だから偉そうなこと言えないけど。でも……約束するよ。お前を、必ず……迎えに行く」
そこで言葉を切るとマサヒコはミサキの細い薬指を口にくわえ、その根本を……
“カリッ”
「!きゃッ!」
ほんの少し強く、噛んだ。
「ゴメン……痛かったかもしれないけど、ミサキ?ここが将来お前に贈るつもりの、
指輪の指定席。
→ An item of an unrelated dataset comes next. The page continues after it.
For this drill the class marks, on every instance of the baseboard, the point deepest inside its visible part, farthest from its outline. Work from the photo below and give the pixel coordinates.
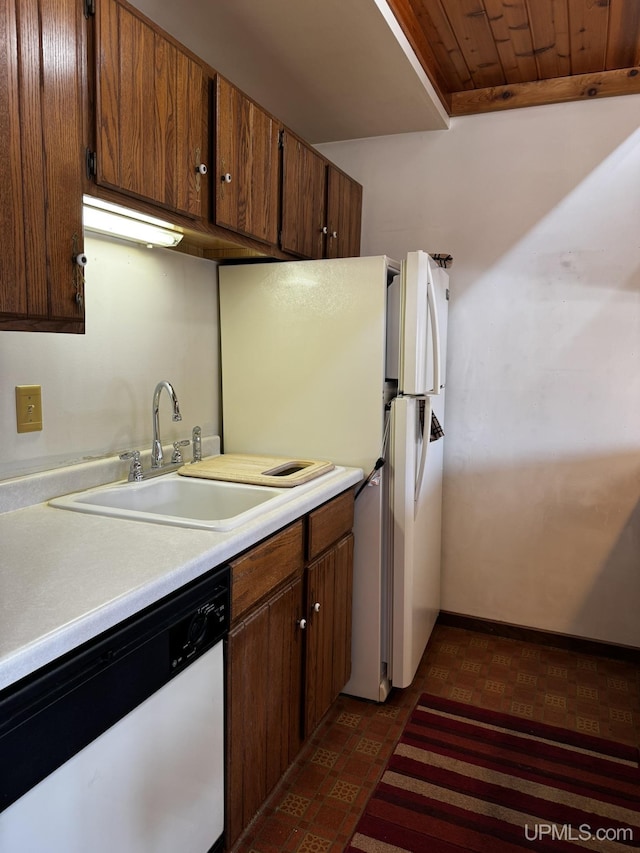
(546, 638)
だから……絶対、他の奴に指輪を贈られても、ダメだからな?
ここには、俺の贈る指輪が入るんだから」
「マサちゃん………」
それは、不器用なマサヒコなりの、プロポーズ。
左の薬指の根本には、確かにマサヒコの歯形が指輪のように赤く、残っていた。
「……ミサキ……俺の指には、お前が……」
「ウン……」
マサヒコの薬指が差し出され、ミサキもそれを口に含む。目を閉じ、強く――噛む。
“コリッ”
「!ッつ………」
同じく、マサヒコの指にもミサキの痕跡が残される。
「絶対……だからな?」
「はい……誓います。あなたを……一生、愛することを。もう、迷わないことを」
「誓うよ。お前と……生きていく。どんなときでも」
手のひらを裏返し、歯形の跡を見せ合うふたり。
ただ、幸せそうに微笑んでいた。いつまでも……愛し合うことを、誓って。